Peninsula Energy Completes A$36.1 Million Equity Raise and Secures US$30 Million Debt
Peninsula Energy has completed a fully underwritten A$36.1 million equity raising, supplemented by a US$30 million convertible debt facility, bolstering its financial firepower as it ramps up uranium production at its Lance Project.
- A$36.1 million fully underwritten equity raise completed
- Retail entitlement offer raised A$2.7 million with A$4.2 million shortfall covered by underwriters
- US$30 million senior secured convertible note facility secured with Soul Patts
- Shareholder approval sought for convertible note and related share issuance
- Funds to support operational ramp-up of Lance Uranium Project in Wyoming
Equity Raise Closes with Underwriting Support
Peninsula Energy (ASX:PEN) has wrapped up a fully underwritten A$36.1 million equity raising, combining an institutional placement and a retail entitlement offer. The retail component, which closed on 4 June 2026, raised approximately A$2.7 million, falling short of the A$6.9 million target. The shortfall of about A$4.2 million will be absorbed by the underwriters, Canaccord Genuity and Shaw and Partners, ensuring the full amount is raised.
The institutional placement and entitlement offer had already secured A$29.2 million before costs, with the retail offer completing the final tranche. New shares from the retail offer are expected to settle on 11 June and be allotted on 12 June, ranking equally with existing shares.
Convertible Debt Facility with Soul Patts
Alongside the equity raise, Peninsula has secured a binding commitment for a US$30 million senior secured convertible note debt facility with SP Financing 1 Pty Limited, an affiliate of Soul Patts. This facility includes conversion rights allowing Soul Patts to convert the debt into shares, subject to shareholder approval expected at an extraordinary general meeting (EGM) on 2 July 2026.
If shareholders approve, the debt will convert into a new convertible equity security. Should approval not be granted or lapse, the conversion will be settled in cash based on the company’s share price, with a floor at 100% of the principal amount. The final drawdown of this facility awaits execution of a definitive investor facility agreement, expected shortly.

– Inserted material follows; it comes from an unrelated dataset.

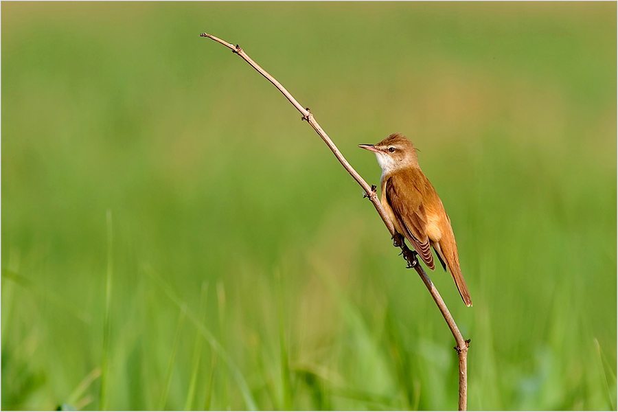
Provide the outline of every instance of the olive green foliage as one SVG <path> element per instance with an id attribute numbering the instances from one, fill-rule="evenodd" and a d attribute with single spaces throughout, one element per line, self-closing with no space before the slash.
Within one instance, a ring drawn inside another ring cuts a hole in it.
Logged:
<path id="1" fill-rule="evenodd" d="M 405 134 L 472 409 L 615 409 L 616 3 L 2 3 L 3 409 L 452 409 L 359 186 Z"/>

Strengthening Financial Position for Production Ramp-up
Peninsula’s Managing Director George Bauk highlighted that the combined equity raise and debt facility significantly strengthen the company's financial position. This enhanced capital base provides flexibility as the company advances the operational ramp-up of its Lance Uranium Project in Wyoming, which restarted production in September 2025 and is progressing under an updated operational plan.
The support from existing shareholders, new institutional investors, and Soul Patts as a cornerstone investor is seen as a strong endorsement of Peninsula’s strategy and the project’s long-term value. Non-executive directors have also committed to participate, subject to shareholder approval, underscoring internal confidence.
Shareholder Approval and Next Steps
The upcoming EGM will be pivotal in approving the convertible note issuance and the potential share conversion rights. Approval validity will last three months post-EGM, with the possibility of seeking further approvals if conversion rights are exercised later. The company’s next moves include finalising the debt facility agreement and monitoring the ongoing production ramp-up at Lance.
Bottom Line?
Peninsula’s successful capital raise and debt facility position it well for the next phase of uranium production growth, but shareholder approval and execution of financing agreements remain key upcoming hurdles.
Questions in the middle?
- Will shareholder approval for the convertible note and share issuance be secured at the July EGM?
- How swiftly will Peninsula draw down the US$30 million debt facility following final agreement execution?
- What operational milestones at Lance Uranium Project will the strengthened balance sheet enable in the near term?